Vous envisagez d’opter pour une méthode Agile pour mener à bien votre projet informatique. Les méthodes Agiles chamboulent les habitudes et la vision traditionnelle des gestions de projet. Mais quels risques posent-elles ?
Quels bénéfices possibles ?
Comparées aux méthodes traditionnelles, les méthodes Agiles :
- donnent au client une meilleure visibilité sur l’avancée du projet ;
- lui permettent de modifier l’orientation du projet quand celui-ci connaît des difficultés ;
- lui permettent de disposer d’un produit utilisable au plus tôt, qui est complété au fur et à mesure ;
- permet d’adapter le projet à l’évolution des technologies et des demandes d’évolution du client sans remettre en cause toutes les avancées antérieures ;
- donnent au prestataire plus de souplesse dans sa manière de gérer le projet, en sortant du cadre d’un calendrier prévisionnel lourd et qui ignore le facteur humain.

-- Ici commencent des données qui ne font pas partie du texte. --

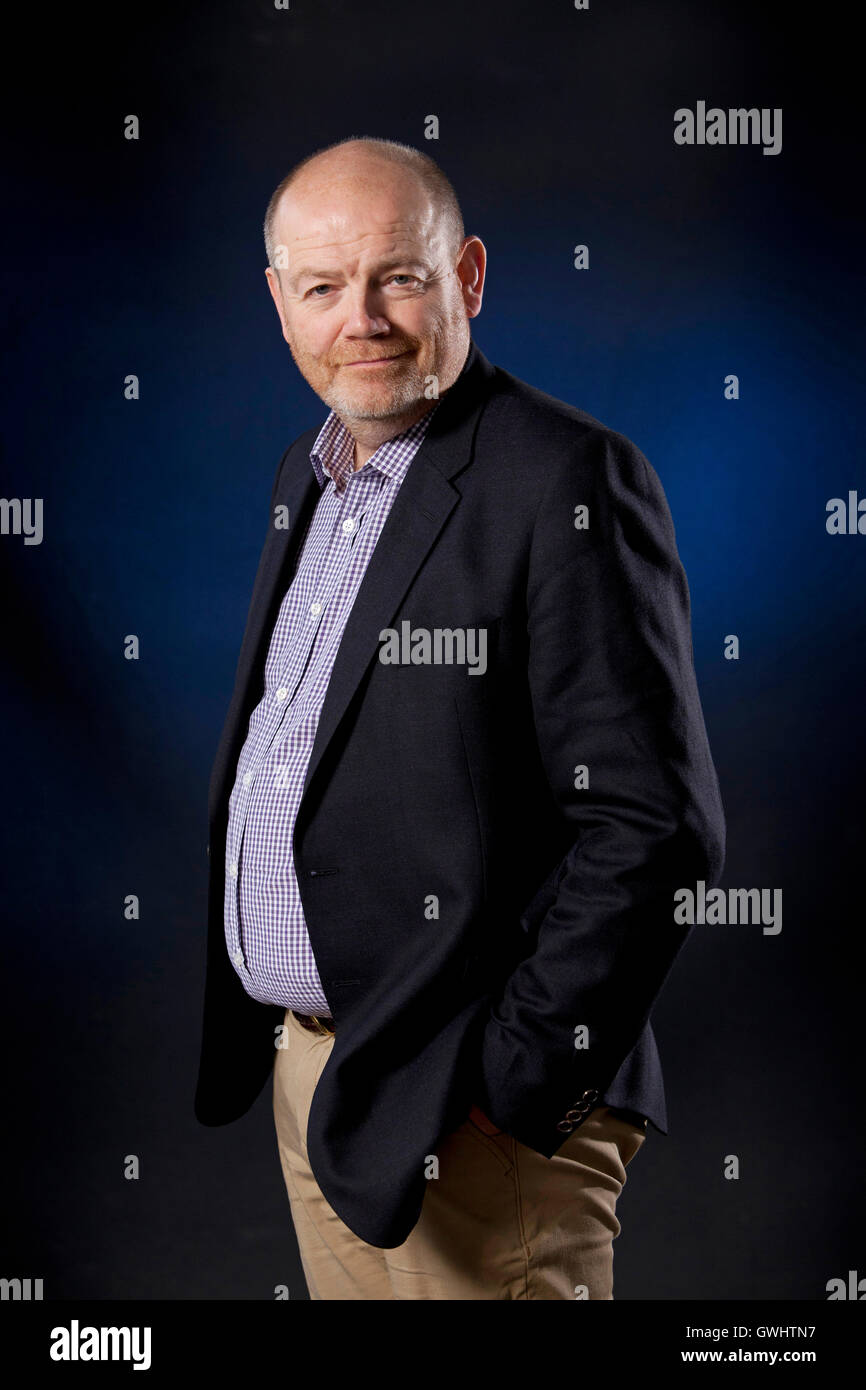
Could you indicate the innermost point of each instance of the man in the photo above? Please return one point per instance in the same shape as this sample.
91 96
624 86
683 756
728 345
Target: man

Cependant, les méthodes Agiles ne présentent pas que des avantages.
Quels risques pour les parties ?
La maîtrise du budget est une question épineuse dans tout projet en Agile : le choix d’un paiement en régie est défavorable au client car il est difficile de prévoir la durée d’un tel projet, son envergure, surtout si le projet connait beaucoup d’évolutions. Le choix du forfait est, pour les mêmes raisons, défavorable au prestataire. Ainsi, en cas de recours dans le cadre de la réalisation de ces prestations à des sous-traitants, ces derniers sont payés en régie. Le prestataire peut éventuellement se retrouver difficultés financières. Le juge a déjà pu prendre en compte un tel déséquilibre en ordonnant à un client de verser des sommes supplémentaires au prestataire ayant exécuté correctement ses prestations (Cour d’Appel de Paris 3 juillet 2015 SET Environnement et SFEIR)
La prise en compte des évolutions des besoins du client peut également mener à ce que le projet n’aboutisse plus, pour cause de changements incessants de direction. Les litiges qui éclateront en cas d’abandon du projet seront particulièrement complexes. Le recours à une méthode Agile rend difficile la délimitation des obligations et des parts de responsabilités dans l’échec du projet de chacune des parties.
Ce problème est particulièrement saillant sur la question de la qualification des obligations en obligation de moyens ou de résultat. Le client aura plus de difficulté à se retourner contre le prestataire même pour alléguer du manquement à une obligation de résultat, le juge ayant considéré qu’une collaboration étroite entre les parties est susceptible de constituer un aléa permettant d’écarter une obligation de résultat (Cass Com 5 avril 2011).
En cas d’échec ou d’arrêt du projet, la rupture brutale des relations commerciales par l’une ou l’autre des parties, pourrait être contesté du fait même de l’utilisation d’une méthode Agile (TC Paris 13e chambre 9 mars 2015 Lucas Meyer Cosmetics contre Marty Soft).
Comment sécuriser un projet en mode agile ?
Avant d’opter pour une méthode de gestion de son projet informatique, il convient de passer par une phase de questionnement, en s’orientant dans une perspective de « risk management ».
Une fois le choix d’une méthode Agile arrêtée, il convient d’encadrer strictement non pas le périmètre du projet en lui-même ou ses spécifications, mais les modalités de sa gouvernance. Les demandes d’évolution du client et la manière dont ils doivent être transmis et pris en compte par le prestataire et sous quels délais devront également faire l’objet d’accords. Les parties auront de cette façon les outils en main pour réussir pleinement leur projet.
La collaboration des parties dans une méthode Agile est essentielle : il faudra donc s’accorder très précisément sur la composition des équipes des deux parties, sur leur stabilité, sur les pouvoirs du comité de pilotage. Il conviendra particulièrement de s’assurer de la stabilité de l’Assistant à Maîtrise d’Ouvrage (AMOA) : si celui-ci change sans cesse ou ne s’implique pas, le projet est voué à l’échec.
Pour permettre aux parties de maintenir le cap et de maîtriser leur budget respectif dans le cadre d’un contrat dépourvu d’une date de fin prédéfinie, il conviendra de mettre en place un calendrier solide, comprenant des réexamens réguliers de l’avancée du projet. On pourra ainsi définir qu’au bout de cinq sprints, le comité de pilotage se réunira, établira le programme général des prochains sprints, et allouera un budget. Les prestataires ayant beaucoup recours à des sous-traitants passeront, quant à eux, des contrats agiles en cascade avec leurs sous-traitants.